Мы с комиссаром устремили взоры на Черновласку. Хыдзик много потерял в эти мгновения. Он не увидел моих округлившихся от удивления глаз. Не увидел их и его помощничек, сунувший нос в шкаф.
– Вы уверены в этом? – грозно вопросил пан комиссар.
– У меня есть часы. Командирский хронометр, между прочим.
Лицо Хыдзика закаменело.
– А в четырнадцать ноль-ноль?
– То же самое, – не задумываясь, соврала она.
– Что «то же самое»?
– Он был со мной.
Для себя я с удовлетворением отметил, что эти ее заявления были более или менее правдивыми. В особенности первое. Что же касается второго, то ее со мной вроде бы не было. Ну не могла же она ходить за мною тайком по забегаловкам и кнайпам, мною вчера посещенным. После такой увлекательной прогулки любая потенциальная работодательница в ужасе отказалась бы от моих сомнительных услуг и помчалась искать другого детектива.
– Вы что, и в двенадцать часов были вместе? – шевельнул усищами пан Хыдзик.
– В двенадцать еще нет, – мотнула головой моя черноволосая защитница. Ответила она опять без тени сомнения на лице, ни на секунду не задумавшись.
Очень точно и по делу ответила, ибо усатый «мусор» явно огорчился. А вот меня кареглазая порадовала. Я боялся, что она по инерции подтвердит мое алиби и на двенадцать часов. Коварный Хыдзик только и ждал этого.
– Могу я взглянуть на ваши документы? – засопел он.
Нет, что ни говори, а вчерашнее упражнение в безумии, должно быть, уничтожило миллиона полтора моих серых клеточек. Только последнего идиота обрадовало бы алиби такой «кузины». Мне лично нравился ее акцент, но ведь он же был категорически чужой, не польский!
Все находившиеся в помещении мужчины устремили свои взоры на черноволосую красотку, грациозно пересекшую спальню и вынувшую сначала сумку из шкафа, а затем пудру и зеркальце из сумки. Махровое полотенце, которым она прикрывала плечи, осталось на диване, и каждый из пялившихся таил в душе надежду, что пани Мария Элеонора добьется своего, то бишь испепелит бесстыдницу взглядом. А поскольку на тех, кого подвергают сожжению, одежда горит в первую очередь, ожидания наши имели известную специфику.
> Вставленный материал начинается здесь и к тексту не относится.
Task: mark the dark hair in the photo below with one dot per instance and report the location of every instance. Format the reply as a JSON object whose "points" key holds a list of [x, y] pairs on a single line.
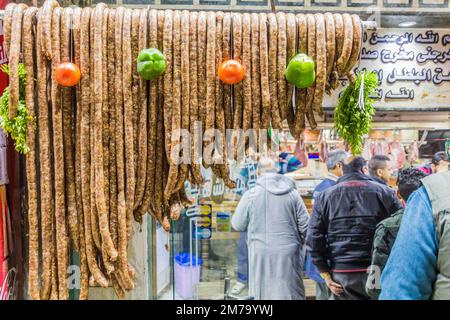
{"points": [[438, 157], [408, 181], [377, 162], [355, 165]]}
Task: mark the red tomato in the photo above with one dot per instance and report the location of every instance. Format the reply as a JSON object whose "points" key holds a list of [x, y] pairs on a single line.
{"points": [[67, 74], [231, 71]]}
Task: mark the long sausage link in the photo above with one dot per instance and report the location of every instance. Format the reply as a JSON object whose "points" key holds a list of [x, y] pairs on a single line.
{"points": [[185, 91], [128, 116], [194, 98], [176, 110], [68, 136], [100, 193], [276, 121], [85, 137], [142, 146], [31, 164], [16, 40], [121, 203], [58, 147]]}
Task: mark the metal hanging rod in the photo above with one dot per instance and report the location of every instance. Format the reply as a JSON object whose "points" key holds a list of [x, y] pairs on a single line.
{"points": [[368, 25]]}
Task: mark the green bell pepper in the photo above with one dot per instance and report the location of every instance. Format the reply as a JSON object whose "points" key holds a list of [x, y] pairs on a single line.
{"points": [[301, 71], [151, 63]]}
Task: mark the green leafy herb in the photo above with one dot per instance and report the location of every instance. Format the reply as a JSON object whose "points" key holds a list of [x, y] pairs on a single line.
{"points": [[351, 120], [17, 126]]}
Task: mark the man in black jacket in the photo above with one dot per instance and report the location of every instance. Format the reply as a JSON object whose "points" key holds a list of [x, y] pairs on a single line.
{"points": [[342, 226]]}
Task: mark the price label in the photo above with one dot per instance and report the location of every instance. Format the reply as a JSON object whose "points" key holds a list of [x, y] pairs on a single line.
{"points": [[202, 227]]}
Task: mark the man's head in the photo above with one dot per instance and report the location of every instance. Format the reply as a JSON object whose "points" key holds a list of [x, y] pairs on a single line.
{"points": [[380, 166], [354, 164], [335, 162], [440, 162], [266, 165], [408, 181]]}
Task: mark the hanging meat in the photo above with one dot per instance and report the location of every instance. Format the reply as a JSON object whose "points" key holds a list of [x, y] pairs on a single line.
{"points": [[101, 151], [413, 152]]}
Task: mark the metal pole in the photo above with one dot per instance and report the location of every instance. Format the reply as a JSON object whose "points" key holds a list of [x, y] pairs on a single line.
{"points": [[368, 25]]}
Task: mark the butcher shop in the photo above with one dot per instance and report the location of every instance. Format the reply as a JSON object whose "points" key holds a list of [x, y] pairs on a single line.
{"points": [[224, 150]]}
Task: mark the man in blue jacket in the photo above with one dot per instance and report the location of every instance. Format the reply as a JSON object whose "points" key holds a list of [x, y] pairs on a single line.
{"points": [[419, 265], [342, 226], [334, 166]]}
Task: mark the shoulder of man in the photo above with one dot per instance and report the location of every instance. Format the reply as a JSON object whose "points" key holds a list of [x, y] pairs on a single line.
{"points": [[392, 222]]}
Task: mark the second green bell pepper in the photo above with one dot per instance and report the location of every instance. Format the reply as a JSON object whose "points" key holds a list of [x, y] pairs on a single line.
{"points": [[301, 71], [151, 63]]}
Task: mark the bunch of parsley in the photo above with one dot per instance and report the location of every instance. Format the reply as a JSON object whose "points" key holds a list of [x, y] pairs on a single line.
{"points": [[351, 120], [18, 125]]}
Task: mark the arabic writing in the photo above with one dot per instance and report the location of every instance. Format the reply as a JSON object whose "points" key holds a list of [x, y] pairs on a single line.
{"points": [[413, 67]]}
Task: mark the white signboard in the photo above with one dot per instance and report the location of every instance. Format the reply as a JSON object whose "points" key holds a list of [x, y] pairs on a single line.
{"points": [[413, 67]]}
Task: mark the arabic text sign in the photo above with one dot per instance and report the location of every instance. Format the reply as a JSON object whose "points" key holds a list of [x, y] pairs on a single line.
{"points": [[413, 67]]}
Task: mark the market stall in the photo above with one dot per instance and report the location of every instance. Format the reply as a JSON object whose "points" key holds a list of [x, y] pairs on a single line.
{"points": [[123, 112]]}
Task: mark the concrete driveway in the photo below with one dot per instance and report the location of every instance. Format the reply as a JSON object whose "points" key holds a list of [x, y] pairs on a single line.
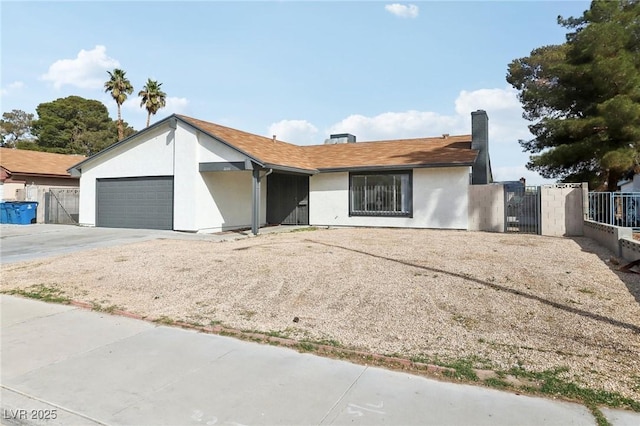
{"points": [[28, 242]]}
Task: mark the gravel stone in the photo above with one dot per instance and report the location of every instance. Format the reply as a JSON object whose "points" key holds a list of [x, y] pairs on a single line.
{"points": [[509, 299]]}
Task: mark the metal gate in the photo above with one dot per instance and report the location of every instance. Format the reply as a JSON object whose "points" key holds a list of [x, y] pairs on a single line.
{"points": [[62, 205], [522, 209]]}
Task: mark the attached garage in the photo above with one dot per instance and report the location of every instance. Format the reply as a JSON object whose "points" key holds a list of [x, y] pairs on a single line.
{"points": [[135, 202]]}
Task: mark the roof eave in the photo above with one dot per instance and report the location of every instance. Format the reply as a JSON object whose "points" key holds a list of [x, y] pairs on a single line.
{"points": [[42, 175], [289, 169], [76, 169]]}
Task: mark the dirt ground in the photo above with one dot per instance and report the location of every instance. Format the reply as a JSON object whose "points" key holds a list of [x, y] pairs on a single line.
{"points": [[500, 300]]}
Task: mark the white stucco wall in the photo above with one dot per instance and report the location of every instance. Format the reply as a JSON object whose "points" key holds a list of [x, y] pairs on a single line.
{"points": [[440, 200], [148, 156]]}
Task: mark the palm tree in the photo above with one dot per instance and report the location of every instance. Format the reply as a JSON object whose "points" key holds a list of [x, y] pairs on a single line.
{"points": [[152, 98], [119, 86]]}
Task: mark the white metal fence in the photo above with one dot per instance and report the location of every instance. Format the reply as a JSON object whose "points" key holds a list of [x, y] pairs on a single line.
{"points": [[615, 208]]}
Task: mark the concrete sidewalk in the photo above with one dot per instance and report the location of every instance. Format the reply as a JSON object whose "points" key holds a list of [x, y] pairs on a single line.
{"points": [[87, 368]]}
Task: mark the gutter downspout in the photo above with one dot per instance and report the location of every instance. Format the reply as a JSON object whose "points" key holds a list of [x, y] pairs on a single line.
{"points": [[255, 204]]}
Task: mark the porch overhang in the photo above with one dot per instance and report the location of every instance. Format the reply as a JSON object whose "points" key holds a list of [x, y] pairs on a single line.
{"points": [[227, 166]]}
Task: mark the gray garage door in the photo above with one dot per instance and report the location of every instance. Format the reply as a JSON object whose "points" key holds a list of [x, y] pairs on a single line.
{"points": [[140, 202]]}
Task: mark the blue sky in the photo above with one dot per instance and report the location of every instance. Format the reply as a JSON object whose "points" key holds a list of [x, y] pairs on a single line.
{"points": [[298, 69]]}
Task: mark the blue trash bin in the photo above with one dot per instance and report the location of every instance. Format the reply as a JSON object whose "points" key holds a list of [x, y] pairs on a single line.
{"points": [[4, 218], [19, 212]]}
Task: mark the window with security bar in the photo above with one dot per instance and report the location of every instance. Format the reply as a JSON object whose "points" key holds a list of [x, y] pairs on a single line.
{"points": [[381, 194]]}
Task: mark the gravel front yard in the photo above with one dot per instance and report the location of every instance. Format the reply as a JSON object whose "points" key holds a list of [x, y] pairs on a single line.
{"points": [[511, 300]]}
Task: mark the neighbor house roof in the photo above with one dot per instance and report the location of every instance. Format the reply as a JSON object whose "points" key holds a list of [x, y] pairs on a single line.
{"points": [[272, 153], [35, 163], [420, 152]]}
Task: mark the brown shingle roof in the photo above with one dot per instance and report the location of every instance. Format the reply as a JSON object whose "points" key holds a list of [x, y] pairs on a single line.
{"points": [[20, 161], [421, 152], [259, 147], [452, 150]]}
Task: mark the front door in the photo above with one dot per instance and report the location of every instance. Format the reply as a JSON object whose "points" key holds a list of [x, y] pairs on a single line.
{"points": [[287, 199]]}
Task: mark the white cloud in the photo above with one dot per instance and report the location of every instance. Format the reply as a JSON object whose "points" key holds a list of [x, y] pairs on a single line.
{"points": [[11, 87], [403, 11], [299, 132], [398, 125], [86, 71], [487, 99], [175, 105]]}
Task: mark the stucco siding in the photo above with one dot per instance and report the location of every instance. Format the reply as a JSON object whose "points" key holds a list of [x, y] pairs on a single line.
{"points": [[227, 201], [440, 200]]}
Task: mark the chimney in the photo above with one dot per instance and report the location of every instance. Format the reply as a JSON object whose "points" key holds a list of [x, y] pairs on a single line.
{"points": [[481, 169], [340, 138]]}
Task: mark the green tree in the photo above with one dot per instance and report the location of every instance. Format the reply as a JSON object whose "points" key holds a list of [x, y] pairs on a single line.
{"points": [[119, 86], [15, 128], [153, 98], [74, 125], [583, 97]]}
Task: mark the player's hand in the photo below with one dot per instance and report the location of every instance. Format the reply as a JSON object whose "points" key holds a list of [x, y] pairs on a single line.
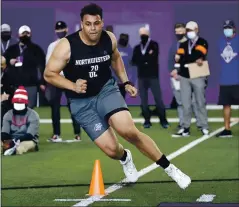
{"points": [[81, 86], [131, 90], [177, 58], [174, 74], [43, 87], [199, 62], [13, 61]]}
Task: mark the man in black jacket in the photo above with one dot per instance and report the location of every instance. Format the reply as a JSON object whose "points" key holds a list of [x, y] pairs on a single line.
{"points": [[194, 50], [145, 57], [25, 65]]}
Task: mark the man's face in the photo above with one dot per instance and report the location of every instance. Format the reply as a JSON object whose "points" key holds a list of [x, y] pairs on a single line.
{"points": [[25, 34], [5, 36], [92, 26], [61, 32], [180, 31], [229, 31]]}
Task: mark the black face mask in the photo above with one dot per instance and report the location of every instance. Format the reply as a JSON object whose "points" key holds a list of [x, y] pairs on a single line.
{"points": [[144, 39], [5, 36], [25, 39], [123, 42], [61, 34], [179, 36]]}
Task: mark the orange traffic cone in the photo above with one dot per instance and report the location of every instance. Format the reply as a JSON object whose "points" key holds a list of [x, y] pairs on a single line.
{"points": [[97, 184]]}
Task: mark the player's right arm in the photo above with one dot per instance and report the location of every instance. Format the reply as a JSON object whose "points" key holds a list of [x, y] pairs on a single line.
{"points": [[57, 62]]}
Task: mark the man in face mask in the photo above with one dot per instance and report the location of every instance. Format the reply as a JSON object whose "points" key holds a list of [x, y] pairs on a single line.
{"points": [[180, 34], [25, 65], [193, 50], [20, 126], [126, 52], [145, 57], [54, 94], [229, 77], [6, 38]]}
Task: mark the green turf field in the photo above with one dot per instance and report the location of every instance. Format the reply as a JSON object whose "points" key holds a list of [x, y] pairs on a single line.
{"points": [[63, 170]]}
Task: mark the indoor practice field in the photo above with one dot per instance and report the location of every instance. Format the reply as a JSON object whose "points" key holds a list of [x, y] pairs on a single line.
{"points": [[63, 170]]}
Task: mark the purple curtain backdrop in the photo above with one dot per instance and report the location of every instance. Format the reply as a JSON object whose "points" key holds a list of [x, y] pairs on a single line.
{"points": [[159, 15]]}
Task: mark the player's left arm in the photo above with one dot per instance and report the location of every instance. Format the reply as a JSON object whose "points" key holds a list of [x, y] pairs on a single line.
{"points": [[118, 67], [117, 62]]}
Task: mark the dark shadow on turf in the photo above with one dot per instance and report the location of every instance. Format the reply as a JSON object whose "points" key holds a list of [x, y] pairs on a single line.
{"points": [[125, 184]]}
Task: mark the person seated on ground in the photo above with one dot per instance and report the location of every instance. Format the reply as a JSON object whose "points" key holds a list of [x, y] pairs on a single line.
{"points": [[20, 126]]}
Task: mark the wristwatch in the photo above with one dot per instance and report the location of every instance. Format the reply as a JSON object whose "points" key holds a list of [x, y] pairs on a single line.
{"points": [[128, 83]]}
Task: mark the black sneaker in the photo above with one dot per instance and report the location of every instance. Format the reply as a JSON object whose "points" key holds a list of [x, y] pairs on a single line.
{"points": [[165, 124], [224, 134], [205, 131], [184, 132], [147, 124]]}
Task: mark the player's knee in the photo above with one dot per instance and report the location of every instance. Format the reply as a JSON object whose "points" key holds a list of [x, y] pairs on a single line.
{"points": [[131, 134], [112, 151]]}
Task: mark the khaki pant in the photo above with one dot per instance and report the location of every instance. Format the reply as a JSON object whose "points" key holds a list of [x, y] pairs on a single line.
{"points": [[26, 146]]}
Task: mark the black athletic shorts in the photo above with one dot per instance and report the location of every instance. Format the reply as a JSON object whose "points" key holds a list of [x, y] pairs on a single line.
{"points": [[229, 95]]}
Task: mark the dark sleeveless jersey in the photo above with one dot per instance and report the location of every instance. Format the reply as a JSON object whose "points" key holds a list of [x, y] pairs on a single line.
{"points": [[91, 63]]}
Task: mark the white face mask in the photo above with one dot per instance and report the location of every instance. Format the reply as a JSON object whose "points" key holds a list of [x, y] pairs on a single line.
{"points": [[191, 35], [19, 106]]}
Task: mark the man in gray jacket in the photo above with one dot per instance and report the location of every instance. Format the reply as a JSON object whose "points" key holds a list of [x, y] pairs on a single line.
{"points": [[180, 33]]}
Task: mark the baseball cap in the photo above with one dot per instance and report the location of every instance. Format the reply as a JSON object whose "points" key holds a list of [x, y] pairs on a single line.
{"points": [[24, 28], [60, 25], [20, 96], [192, 25], [5, 28], [229, 23]]}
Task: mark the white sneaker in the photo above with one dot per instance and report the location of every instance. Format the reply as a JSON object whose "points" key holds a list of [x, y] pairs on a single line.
{"points": [[12, 150], [55, 138], [205, 131], [178, 176], [129, 168]]}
– Пани полячка? – Хыдзик, которому надоело копание Черновласки в недрах сумочки, не выдержал первым.
– Ну разумеется, – мило улыбнулась она. – Вот мой паспорт.
Комиссар положил дымящуюся сигарету на краешек раковины и принялся внимательно изучать протянутый ему документ.
– Йованка Бигосяк. – Комиссар читал фамилию громко, с явным расчетом на эффект. – По-вашему, это польское имя?!
– А кто в Польше пользуется польскими именами? – пожала плечами черноволосая. – Много пан знает Земовитов, Бренчиславов, Милан?…
«Нет, не на меня, на нее нужно надевать наручники», – подумал я. Моя «кузина» явно пришлась не по душе пану Хыдзику. И ничего удивительного в этом не было. Стоило только разок заглянуть в глаза этой ведьме.
– Предупреждаю, – мрачно заявил пан комиссар, – если пани будет врать, я арестую ее за попытку помешать расследованию.
– Да никому я не пытаюсь помешать, – улыбнулась пани Йованка Бигосяк. – Марчин был здесь в тринадцать десять. И это могут подтвердить другие.
Комиссар не смог скрыть своего разочарования.
– Есть еще свидетели?
Я с трудом оторвал взгляд от оставленного им на раковине окурка. Улыбка, появившаяся на моем лице, была несколько запоздалой. Я с трудом собрался с мыслями:
– А?… Ну да, конечно. – (Подняв брови, он посмотрел сначала на меня, потом туда, куда я смотрел только что.) – Просто вылетело из головы… Пани Поплавская тоже меня видела. Пани помнит…
– На часы я не смотрела, – отрезала старая кикимора.
– Ну и мой шеф тоже был здесь… Мы немного с ним поспорили. Он подтвердит. Только не говорите ему, что это из-за моего алиби: у него тотчасже обнаружатся провалы в памяти. А мне придется бегать по магазинам…
– Вы что-то покупали? – Настроение у комиссара окончательно испортилось.
– Пиццу и лук, – сказал я. – А на стройке пану комиссару скажут, когда я уехал. Там, конечно, бомба взорвись – ни черта не заметят, но, как я уехал, помнят. Голову даю на отсечение! Так вот, накиньте время на дорогу, на магазины – и у вас, пан комиссар, как раз и будет мое алиби на тринадцать десять…
Мне казалось, я доконал его. Плохо же я знал комиссара Хыдзика.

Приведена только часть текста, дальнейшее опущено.